VS Code extension: webview CSS uses --vscode-* theme tokens without fallbacks → invisible table borders, colorless charts, missing code-block backgrounds

Resolved 💬 1 comment Opened Jun 26, 2026 by bwilliams1980 Closed Jun 30, 2026

Summary: Several chat-panel rendering bugs (no code-block background, invisible markdown table gridlines, colorless charts) share one root cause: webview/index.css references VS Code theme tokens via var(--vscode-*) / intermediate --app-* vars without fallback values. When the host doesn't inject a given token into the webview, the property resolves to nothing and the element renders blank. A single fix — add fallbacks — repairs all of them across all hosts.

This consolidates the symptoms tracked in #45841 (and likely-duplicate #18738, #35318, #8879).

Environment

Claude Code VS Code extension, v2.1.193 (also confirmed back through the 2.1.16x–2.1.17x line — the relevant CSS is materially unchanged). Most visible in Cursor (a VS Code fork that injects a smaller token set into webviews), but not Cursor-exclusive: #45841's original reporter sees missing code-block backgrounds on VS Code / Linux.

Root cause (from webview/index.css)

Table borders:

.root_… table  { border-collapse:collapse; border:1px solid var(--app-input-border) }
.root_… th, td { border:1px solid var(--app-input-border); padding:2px }
--app-input-border: var(--vscode-inlineChatInput-border);   /* no fallback */

Chart palette:

--app-chart-1: var(--vscode-charts-orange);
--app-chart-2: var(--vscode-charts-blue);
--app-chart-3: var(--vscode-charts-green);
--app-chart-4: var(--vscode-charts-yellow);
--app-chart-5: var(--vscode-charts-purple);
--app-chart-6: var(--vscode-charts-red);
--app-chart-8: var(--vscode-charts-foreground);
--app-recording-foreground: var(--vscode-charts-blue);   /* none have fallbacks */

(--app-chart-7--vscode-terminal-ansiCyan is fine — terminal ansi tokens are injected by Cursor.)

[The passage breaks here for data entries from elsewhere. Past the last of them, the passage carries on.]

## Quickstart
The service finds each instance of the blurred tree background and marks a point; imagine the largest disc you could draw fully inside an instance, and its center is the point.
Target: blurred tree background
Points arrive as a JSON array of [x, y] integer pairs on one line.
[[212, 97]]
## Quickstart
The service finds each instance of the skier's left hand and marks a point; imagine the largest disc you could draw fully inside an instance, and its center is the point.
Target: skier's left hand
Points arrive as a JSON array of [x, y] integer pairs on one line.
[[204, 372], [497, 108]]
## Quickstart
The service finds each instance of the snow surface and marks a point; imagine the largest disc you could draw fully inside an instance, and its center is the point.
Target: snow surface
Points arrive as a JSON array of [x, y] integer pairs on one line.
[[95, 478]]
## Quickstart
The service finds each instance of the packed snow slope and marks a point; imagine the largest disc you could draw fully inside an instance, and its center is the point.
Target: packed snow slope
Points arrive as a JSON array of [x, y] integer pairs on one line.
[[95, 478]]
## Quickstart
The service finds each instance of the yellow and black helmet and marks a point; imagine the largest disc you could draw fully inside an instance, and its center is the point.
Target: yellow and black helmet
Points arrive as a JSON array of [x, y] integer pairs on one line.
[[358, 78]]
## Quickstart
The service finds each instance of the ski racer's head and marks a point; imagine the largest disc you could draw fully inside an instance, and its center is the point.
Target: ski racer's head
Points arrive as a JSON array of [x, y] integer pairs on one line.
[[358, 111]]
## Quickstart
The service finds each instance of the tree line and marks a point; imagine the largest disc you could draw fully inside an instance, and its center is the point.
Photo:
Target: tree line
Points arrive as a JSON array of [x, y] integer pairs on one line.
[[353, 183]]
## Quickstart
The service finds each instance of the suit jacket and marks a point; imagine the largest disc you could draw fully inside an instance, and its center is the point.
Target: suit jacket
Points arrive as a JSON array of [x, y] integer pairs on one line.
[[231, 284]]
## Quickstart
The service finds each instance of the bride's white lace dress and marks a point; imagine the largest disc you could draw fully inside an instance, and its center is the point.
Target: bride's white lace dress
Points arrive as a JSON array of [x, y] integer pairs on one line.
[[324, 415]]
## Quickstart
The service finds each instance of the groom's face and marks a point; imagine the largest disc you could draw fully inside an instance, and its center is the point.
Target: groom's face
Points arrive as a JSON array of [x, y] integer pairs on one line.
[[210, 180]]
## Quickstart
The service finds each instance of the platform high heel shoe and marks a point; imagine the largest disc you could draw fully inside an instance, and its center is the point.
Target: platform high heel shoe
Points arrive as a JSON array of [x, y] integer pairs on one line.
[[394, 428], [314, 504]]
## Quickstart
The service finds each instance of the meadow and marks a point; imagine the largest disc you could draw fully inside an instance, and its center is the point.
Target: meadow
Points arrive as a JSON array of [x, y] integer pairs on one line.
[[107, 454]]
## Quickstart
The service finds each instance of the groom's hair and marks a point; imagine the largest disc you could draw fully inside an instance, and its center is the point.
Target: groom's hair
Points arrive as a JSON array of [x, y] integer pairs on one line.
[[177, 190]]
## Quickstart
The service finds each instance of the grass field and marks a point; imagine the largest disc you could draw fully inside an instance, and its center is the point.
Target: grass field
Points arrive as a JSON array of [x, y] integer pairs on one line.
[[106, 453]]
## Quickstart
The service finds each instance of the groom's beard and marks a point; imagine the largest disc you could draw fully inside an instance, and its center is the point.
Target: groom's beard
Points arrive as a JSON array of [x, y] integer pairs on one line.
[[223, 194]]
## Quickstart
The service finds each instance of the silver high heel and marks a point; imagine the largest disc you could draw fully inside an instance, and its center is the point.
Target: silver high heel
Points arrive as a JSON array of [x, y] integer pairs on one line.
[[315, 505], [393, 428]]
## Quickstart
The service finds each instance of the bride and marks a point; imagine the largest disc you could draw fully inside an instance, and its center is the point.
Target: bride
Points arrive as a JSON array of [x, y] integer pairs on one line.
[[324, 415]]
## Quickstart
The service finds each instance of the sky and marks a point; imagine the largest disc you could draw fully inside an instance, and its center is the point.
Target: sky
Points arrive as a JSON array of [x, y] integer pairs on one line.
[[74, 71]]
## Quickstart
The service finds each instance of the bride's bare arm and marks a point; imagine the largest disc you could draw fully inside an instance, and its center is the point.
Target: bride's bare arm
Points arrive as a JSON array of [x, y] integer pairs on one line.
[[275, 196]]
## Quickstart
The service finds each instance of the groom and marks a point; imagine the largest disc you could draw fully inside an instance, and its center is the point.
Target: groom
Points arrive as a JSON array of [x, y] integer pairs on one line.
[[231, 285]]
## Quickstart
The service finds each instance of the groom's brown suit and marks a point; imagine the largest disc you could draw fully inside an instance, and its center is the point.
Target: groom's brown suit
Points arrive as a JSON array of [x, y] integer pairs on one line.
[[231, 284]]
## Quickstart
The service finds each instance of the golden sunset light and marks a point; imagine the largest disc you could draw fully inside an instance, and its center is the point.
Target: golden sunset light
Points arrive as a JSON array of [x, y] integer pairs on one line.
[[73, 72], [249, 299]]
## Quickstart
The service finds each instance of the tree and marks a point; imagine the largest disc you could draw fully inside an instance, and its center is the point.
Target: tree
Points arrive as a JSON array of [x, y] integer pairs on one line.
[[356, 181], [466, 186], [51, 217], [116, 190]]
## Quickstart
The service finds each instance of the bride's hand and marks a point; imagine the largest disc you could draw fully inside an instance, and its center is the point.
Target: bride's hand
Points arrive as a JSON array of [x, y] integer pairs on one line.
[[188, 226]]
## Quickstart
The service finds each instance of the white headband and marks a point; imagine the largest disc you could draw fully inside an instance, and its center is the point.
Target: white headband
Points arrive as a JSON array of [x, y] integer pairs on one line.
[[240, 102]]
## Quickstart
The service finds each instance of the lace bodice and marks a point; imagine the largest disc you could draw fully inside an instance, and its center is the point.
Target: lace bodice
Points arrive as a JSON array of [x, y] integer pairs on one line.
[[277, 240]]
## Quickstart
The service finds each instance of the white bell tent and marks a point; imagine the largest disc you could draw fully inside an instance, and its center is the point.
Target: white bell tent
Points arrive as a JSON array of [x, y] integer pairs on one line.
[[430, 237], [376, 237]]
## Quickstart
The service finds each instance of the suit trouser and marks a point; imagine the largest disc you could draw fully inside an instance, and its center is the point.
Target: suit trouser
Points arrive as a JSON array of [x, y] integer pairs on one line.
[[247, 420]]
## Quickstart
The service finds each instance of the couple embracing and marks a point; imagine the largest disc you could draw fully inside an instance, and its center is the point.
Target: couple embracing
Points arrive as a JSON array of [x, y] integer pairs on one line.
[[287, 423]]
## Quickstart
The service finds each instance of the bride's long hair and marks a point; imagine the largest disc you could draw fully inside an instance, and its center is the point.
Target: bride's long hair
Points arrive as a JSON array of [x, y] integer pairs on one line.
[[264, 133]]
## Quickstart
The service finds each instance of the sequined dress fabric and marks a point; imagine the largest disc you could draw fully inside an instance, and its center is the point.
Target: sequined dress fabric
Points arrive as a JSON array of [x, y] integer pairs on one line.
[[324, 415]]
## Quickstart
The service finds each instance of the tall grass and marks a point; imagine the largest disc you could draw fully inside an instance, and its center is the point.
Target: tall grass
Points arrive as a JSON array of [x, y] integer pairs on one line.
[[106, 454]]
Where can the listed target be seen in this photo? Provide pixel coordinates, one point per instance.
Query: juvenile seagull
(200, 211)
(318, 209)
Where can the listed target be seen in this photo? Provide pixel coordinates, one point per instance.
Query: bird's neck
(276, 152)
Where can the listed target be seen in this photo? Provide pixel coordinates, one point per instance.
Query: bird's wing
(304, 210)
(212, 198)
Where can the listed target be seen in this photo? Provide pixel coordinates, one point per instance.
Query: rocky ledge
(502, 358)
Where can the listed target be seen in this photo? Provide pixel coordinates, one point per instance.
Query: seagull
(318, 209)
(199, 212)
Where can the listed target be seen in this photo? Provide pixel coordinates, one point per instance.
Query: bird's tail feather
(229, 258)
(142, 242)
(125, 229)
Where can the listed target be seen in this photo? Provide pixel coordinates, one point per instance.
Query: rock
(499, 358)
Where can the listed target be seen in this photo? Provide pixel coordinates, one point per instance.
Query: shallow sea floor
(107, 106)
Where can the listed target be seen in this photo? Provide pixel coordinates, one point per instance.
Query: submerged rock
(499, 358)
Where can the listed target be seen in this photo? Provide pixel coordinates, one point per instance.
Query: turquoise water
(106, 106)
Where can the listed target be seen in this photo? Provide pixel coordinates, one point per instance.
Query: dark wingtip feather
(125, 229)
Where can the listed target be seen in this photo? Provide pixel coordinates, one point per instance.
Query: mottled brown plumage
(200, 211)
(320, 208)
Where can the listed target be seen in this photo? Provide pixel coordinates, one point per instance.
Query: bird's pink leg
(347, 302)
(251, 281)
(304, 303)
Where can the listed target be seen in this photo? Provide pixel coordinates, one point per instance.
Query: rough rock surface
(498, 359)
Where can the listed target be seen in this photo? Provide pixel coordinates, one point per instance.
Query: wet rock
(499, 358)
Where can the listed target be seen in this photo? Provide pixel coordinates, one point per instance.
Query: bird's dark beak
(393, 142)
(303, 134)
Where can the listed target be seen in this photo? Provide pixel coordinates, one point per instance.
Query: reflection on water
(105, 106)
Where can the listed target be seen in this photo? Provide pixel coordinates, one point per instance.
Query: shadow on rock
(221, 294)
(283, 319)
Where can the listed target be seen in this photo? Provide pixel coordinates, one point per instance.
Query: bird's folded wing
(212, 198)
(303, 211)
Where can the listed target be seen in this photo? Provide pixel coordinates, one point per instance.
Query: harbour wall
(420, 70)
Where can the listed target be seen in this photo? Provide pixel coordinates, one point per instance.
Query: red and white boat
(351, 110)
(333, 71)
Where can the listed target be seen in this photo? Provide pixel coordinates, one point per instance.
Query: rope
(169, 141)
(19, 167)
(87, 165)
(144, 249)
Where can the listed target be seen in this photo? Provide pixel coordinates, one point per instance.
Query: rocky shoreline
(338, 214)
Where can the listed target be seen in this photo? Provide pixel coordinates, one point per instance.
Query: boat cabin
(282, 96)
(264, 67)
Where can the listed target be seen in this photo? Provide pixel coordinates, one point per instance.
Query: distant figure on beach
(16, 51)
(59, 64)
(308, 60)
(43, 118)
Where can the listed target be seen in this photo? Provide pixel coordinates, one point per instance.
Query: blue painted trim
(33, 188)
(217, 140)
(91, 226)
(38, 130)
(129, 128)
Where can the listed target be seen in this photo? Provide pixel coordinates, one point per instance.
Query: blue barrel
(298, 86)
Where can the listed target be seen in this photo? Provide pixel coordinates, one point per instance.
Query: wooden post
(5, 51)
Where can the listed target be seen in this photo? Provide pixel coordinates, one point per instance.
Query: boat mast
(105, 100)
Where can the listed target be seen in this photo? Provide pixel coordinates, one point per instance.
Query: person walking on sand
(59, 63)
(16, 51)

The fix pattern already exists in the same file

The extension's own status colors already degrade correctly:

--app-status-busy:    var(--vscode-charts-green,#22c55e);
--app-status-pending: var(--vscode-charts-blue,#3b82f6);

The chart and border vars just need the same treatment.

Proposed fix

/* borders: fallback chain so it degrades on hosts/themes missing the inline-chat token */
--app-input-border: var(--vscode-inlineChatInput-border, var(--vscode-input-border, var(--vscode-widget-border, rgba(127,127,127,.4))));

/* charts: same pattern as the status colors above (Tailwind-500 palette) */
--app-chart-1: var(--vscode-charts-orange, #f97316);
--app-chart-2: var(--vscode-charts-blue,   #3b82f6);
--app-chart-3: var(--vscode-charts-green,  #22c55e);
--app-chart-4: var(--vscode-charts-yellow, #eab308);
--app-chart-5: var(--vscode-charts-purple, #a855f7);
--app-chart-6: var(--vscode-charts-red,    #ef4444);
--app-chart-8: var(--vscode-charts-foreground, #cccccc);
--app-recording-foreground: var(--vscode-charts-blue, #3b82f6);

Why this layer

The fix is owned by the extension, is ~10 lines, follows a pattern already shipped in the file, and repairs every affected host (VS Code + forks) in one change — versus asking each fork to mirror VS Code's full token-injection set.

Current workaround

Hand-patching webview/index.css, but every extension auto-update overwrites it.